Palea was recently spotlighted on a segment of Hawai'i Public Television's "Long Story Short" program, hosted by Leslie Wilcox. He also was prominently featured in news coverage of the group of Kalaupapa residents who traveled to Rome in October to attend canonization ceremonies for Father Damien de Veuster, the Belgian-born Catholic priest who contracted Hansen's disease and died at Kalaupapa in 1889 while ministering to patients there.

According to the affidavit by DEA Special Agent Patrick Wong, when Palea was found in possession of crystal meth at Honolulu International Airport in November, he denied wrongdoing and said the state Department of Health, which administers the Hansen's disease settlement, "was to blame for a lack of investigative activity at (Kalaupapa) following numerous thefts."

Palea also invited both Wong and Maui police to "investigate the drug addicts there."

Spokeswoman Janice Okubo, of the Health Department, would not comment yesterday on the criminal case.

She said her agency doesn't "think there are drug problems (at Kalaupapa), but we have asked the police to help us, and there is an investigation going on now."

The affidavit said the DEA probe began with a tip from retired HPD officer Melvin Nakapaahu, now working as an investigator in the U.S. attorney general's office, that Palea was transporting drugs to Kalaupapa and would be flying to Honolulu on Nov. 16 and returning to Moloka'i the next day.

Agents stopped him at the Honolulu airport Nov. 17 and found nine plastic bags containing 4.6 grams of suspected methamphetamine in a box he was planning to take to Moloka'i, according to Wong.

Palea told the agents he had been given the box to deliver to another individual at Kalaupapa. He said he was wrongly under suspicion because "he had dealt drugs before" and "people naturally blame him for bad things that happen" at Kalaupapa, according to the affidavit.

Palea, who was involved in a 1992 drug case, was not arrested at that time, but was put under surveillance when he returned to Honolulu on Feb. 25.

A state government sedan picked him up at the airport and drove Palea to a Kaimukī bank, where he was seen "counting a large sum of cash" at the teller's window, Wong said. He was then followed to a Longs Drugs store and from there took a bus to Leahi Hospital near Diamond Head, where Hansen's disease patients receive treatment.

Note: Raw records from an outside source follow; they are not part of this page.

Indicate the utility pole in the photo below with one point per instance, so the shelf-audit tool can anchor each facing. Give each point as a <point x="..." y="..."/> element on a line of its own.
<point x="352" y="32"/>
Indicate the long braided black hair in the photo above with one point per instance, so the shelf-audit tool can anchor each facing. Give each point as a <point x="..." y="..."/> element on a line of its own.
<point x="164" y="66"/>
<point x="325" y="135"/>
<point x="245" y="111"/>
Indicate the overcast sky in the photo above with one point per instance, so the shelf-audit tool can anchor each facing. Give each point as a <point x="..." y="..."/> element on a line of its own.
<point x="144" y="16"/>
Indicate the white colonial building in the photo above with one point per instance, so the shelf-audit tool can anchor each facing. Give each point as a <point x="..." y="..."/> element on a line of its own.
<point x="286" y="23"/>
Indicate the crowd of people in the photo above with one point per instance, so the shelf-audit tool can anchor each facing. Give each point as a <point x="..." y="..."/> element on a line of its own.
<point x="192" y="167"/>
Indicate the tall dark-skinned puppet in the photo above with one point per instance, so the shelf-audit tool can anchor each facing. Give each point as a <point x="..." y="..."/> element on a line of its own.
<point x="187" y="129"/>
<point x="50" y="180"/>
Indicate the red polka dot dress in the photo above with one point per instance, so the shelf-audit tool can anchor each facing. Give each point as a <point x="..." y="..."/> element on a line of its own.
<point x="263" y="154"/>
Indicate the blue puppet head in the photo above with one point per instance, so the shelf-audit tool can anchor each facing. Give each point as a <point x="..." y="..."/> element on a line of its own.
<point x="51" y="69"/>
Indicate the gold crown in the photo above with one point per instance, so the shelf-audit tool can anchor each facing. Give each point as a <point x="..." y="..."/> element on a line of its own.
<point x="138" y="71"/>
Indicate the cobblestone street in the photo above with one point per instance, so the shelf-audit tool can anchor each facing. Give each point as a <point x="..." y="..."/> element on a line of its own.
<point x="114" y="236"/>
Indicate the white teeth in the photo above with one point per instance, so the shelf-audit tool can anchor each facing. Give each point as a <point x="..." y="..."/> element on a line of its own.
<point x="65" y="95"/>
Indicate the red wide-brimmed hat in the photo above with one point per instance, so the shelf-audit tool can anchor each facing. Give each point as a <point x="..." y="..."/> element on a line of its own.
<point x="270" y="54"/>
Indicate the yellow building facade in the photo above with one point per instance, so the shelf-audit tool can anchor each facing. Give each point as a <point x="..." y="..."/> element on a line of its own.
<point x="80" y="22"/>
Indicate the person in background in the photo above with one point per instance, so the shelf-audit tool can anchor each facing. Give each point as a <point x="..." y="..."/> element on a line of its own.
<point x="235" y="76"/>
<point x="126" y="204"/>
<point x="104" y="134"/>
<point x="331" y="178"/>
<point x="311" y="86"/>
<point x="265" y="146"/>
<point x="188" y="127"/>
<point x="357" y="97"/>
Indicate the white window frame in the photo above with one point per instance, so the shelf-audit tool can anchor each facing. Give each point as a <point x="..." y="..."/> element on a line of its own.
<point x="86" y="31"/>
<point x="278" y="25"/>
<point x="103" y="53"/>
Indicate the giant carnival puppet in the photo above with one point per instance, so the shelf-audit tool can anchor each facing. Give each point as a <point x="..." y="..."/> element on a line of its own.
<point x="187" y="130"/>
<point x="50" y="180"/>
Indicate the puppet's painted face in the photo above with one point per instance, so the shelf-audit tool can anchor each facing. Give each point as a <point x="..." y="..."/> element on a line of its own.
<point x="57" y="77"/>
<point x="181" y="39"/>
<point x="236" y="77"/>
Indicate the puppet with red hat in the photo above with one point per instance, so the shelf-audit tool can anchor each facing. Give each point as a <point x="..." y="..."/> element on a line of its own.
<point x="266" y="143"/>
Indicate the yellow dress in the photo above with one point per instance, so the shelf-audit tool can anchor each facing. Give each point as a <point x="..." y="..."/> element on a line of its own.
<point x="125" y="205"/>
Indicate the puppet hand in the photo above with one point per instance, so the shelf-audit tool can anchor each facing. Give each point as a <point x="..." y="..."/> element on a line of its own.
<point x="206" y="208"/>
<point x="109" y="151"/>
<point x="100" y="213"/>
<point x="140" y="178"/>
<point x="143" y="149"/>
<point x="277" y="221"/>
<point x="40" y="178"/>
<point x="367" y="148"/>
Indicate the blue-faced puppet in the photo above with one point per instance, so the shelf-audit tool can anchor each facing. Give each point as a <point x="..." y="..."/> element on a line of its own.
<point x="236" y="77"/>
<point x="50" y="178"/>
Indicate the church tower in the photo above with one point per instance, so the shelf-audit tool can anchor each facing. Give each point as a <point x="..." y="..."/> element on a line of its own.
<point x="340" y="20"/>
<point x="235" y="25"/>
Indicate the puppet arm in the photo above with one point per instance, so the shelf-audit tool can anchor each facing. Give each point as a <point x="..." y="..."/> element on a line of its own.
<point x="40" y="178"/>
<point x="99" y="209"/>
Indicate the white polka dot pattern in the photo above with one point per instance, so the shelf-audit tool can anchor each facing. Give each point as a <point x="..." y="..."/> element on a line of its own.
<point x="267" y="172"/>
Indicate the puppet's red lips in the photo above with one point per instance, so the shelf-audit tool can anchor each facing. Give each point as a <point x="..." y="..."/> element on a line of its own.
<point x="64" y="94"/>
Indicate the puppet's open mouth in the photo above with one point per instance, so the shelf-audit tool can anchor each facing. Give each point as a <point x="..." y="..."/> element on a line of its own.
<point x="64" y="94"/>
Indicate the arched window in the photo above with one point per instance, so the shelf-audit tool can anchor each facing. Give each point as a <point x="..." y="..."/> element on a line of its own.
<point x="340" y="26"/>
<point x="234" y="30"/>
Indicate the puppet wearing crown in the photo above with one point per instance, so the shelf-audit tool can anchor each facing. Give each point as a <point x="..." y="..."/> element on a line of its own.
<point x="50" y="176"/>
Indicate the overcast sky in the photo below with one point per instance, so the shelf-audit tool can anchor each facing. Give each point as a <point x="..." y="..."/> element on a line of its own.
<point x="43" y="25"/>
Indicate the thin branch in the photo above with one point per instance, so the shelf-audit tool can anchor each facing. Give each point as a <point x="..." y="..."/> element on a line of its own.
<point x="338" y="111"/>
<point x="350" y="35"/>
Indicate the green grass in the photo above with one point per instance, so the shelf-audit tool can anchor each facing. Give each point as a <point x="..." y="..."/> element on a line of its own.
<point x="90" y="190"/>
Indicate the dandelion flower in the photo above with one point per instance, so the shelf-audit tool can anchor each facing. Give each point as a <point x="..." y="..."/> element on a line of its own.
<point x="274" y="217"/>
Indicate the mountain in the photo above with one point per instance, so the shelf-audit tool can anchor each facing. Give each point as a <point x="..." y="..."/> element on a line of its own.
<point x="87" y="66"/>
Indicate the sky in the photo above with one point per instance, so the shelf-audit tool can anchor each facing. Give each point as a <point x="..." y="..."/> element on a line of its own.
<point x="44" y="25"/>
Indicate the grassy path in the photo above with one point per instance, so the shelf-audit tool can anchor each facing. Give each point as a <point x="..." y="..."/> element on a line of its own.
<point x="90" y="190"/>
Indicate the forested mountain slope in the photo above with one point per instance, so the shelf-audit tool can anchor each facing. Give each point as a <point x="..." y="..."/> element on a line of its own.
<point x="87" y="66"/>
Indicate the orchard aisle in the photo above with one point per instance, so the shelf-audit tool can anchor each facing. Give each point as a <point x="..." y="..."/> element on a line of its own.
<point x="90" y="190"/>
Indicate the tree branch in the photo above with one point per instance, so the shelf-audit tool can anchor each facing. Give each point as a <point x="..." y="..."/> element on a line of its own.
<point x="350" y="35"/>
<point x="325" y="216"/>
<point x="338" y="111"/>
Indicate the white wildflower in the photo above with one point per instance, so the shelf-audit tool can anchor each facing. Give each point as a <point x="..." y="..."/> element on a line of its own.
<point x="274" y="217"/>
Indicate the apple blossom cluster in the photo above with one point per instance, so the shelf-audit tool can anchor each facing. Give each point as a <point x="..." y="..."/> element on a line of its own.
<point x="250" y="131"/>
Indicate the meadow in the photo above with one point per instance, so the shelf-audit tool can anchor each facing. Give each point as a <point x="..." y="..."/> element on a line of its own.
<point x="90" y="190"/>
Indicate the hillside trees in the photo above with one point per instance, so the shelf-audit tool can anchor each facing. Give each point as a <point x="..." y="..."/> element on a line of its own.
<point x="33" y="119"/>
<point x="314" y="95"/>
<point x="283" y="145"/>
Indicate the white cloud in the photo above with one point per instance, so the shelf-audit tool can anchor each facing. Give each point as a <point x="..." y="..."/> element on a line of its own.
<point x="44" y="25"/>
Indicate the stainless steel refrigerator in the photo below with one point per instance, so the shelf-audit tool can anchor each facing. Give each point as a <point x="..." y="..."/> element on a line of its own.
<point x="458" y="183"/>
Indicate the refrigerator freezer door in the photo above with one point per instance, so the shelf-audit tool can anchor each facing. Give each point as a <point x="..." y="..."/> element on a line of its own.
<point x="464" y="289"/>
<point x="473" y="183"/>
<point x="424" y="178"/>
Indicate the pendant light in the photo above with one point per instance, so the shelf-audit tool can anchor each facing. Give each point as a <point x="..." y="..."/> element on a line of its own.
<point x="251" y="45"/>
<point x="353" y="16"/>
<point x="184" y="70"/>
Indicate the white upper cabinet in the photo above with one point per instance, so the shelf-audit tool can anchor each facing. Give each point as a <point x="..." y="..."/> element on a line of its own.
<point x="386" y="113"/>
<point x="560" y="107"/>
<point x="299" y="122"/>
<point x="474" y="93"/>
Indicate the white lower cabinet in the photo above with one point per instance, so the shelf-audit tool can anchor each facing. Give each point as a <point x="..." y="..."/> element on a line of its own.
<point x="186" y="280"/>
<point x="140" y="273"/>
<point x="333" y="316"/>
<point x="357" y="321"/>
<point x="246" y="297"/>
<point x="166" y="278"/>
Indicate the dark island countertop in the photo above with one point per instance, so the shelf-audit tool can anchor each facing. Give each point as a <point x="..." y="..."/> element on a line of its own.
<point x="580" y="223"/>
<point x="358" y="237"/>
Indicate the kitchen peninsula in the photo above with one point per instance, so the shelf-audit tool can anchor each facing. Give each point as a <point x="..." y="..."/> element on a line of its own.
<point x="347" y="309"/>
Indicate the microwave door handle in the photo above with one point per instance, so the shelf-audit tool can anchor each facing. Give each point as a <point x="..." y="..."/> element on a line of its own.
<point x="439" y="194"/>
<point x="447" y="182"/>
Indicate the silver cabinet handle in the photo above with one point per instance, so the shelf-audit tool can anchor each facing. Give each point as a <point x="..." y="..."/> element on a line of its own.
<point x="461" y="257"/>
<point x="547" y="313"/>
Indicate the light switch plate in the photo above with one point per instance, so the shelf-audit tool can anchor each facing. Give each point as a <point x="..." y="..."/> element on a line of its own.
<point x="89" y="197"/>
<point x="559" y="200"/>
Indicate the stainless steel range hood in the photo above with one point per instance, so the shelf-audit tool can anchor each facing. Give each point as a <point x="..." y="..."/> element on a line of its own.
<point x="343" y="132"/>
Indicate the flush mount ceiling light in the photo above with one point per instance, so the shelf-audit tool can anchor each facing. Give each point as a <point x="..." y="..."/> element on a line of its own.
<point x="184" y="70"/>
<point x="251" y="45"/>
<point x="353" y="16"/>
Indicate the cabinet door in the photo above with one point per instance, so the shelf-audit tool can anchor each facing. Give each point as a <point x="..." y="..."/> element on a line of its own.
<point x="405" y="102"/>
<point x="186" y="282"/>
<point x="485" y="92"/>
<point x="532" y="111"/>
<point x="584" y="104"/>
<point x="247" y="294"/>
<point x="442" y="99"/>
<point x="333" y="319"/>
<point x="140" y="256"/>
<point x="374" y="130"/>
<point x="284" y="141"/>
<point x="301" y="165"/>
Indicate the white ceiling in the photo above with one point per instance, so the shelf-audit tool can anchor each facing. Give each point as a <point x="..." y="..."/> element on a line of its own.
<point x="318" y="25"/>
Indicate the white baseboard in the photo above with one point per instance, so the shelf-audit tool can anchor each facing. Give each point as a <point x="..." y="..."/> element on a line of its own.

The following day, lab tests confirmed that the substance seized from Palea in November was indeed methamphetamine, the affidavit said.

On Feb. 26, Palea arrived at the Honolulu airport in a state car and paid $24 to ship a box to Moloka'i, according to Wong.

Palea paid the shipping bill himself, but his driver had to sign the paperwork because of the effects of Hansen's disease on Palea's hands, the affidavit said.

When agents searched the box, they found two plastic bags containing 18 grams of methamphetamine, the report said.

Wong said the quantity of drugs "is not consistent for personal use but rather is more consistent with distribution."

According to accounts of Palea's life, he was first sent to Kalaupapa when he was 5 years old because a doctor misdiagnosed a mosquito bite on his ear as Hansen's disease. He was sent home but later developed the disease and returned to Kalaupapa.